What inspired you to first study science?
Before I could even walk, my grandfather would take me to Honolulu's Waikiki Aquarium. My parents said he did this every weekend because of how interested I looked when observing the fish and slapping the glass of the large fish tanks with my hands. This fascination with fish and other marine and aquatic life at such a young age has not ebbed.
Early in grade school until intermediate school, I enrolled in summer science courses at the University of Hawaii Laboratory School. Instead of playing with my friends in "Summer Fun" programs at neighborhood recreation centers, I took classes every year in marine and aquatic science to quench my thirst to learn more about life in the water. At home I sketched pictures of what I saw on field trips and wanted to bring home the creatures that inhabited the tide pools and streams, extending my all-encompassing absorption. Studying fish became my favorite hobby.
Participating in extracurricular activities, working in a pet store, and taking classes in biology increased my interests in marine life in high school. During my freshman year at Aiea High School, under the direction of Mr. Jason Brennan, a few of my classmates and I established the Hydroponics-Aquaculture Program of Aiea, or HAPA. Students at our high school flocked to join this new club where we received a hands-on experience and participated in science-related activities surrounding the aquaculture and hydroponics facilities. The ornamental fish that were raised by the program were sold to local pet stores, including the pet store where I was employed. Working in the pet store allowed me to observe ornamental fish more closely, provoking ideas to successful breeding strategies to help the HAPA program. In conjunction with this program, I also enrolled in a directed research course in aquaculture and biology. Performing experiments to solve problems in breeding ornamental fishes, I developed a successful methodology for optimal breeding conditions of Barbus conchonius, a common tropical aquarium fish. Many members of the HAPA club also joined Paradise Pursuits, a statewide high school competition with students from over 30 public and private schools about facets of Hawai'i's environment. During my senior year, our team won the State competition. Because of my performance, the Hawaii Audubon Society, the group that sponsors the competition, awarded me a one-year full tuition scholarship to the University of Hawaii at Manoa.
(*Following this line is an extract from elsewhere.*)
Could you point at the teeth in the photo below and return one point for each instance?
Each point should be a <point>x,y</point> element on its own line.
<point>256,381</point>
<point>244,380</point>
What do you do in a typical day?
A typical day as a graduate student would depend on whether I am in the field or in the lab. In the field (in a field station on North Kauai), I put on my wetsuit and snorkel, get my clipboard, and head to the stream to do some underwater visual bioassessment (counting fish and other invertebrates). I would also do benthic scrubs as another means of bioassessment. After that I would probably net and anesthetize fish, then perform gastric lavage or stomach flushing (this process is non-lethal) to see what types of organisms are part of the diet. The visuals count data and the rest of the collected samples are then taken back to the lab to be quantified. The components from the fish stomachs are then compared to the components found in the environment to determine what food choices fishes are making in their environment. Are fishes selecting more common or less common foods, and if they are selecting the less common foods, why?
What advice would you give to someone interested in becoming a biologist?
There is no greater satisfaction than doing what you are passionate about. This for me is being a biologist. Challenge yourself to answer the who's, what's, where's, when's, and why's of the natural world and you will soon realize being a scientist can be very gratifying. In addition, being able to educate others to what you have learned as a scientist can give you a great sense of accomplishment. Learn something new every day and remember that no journey is too great once you find what you seek.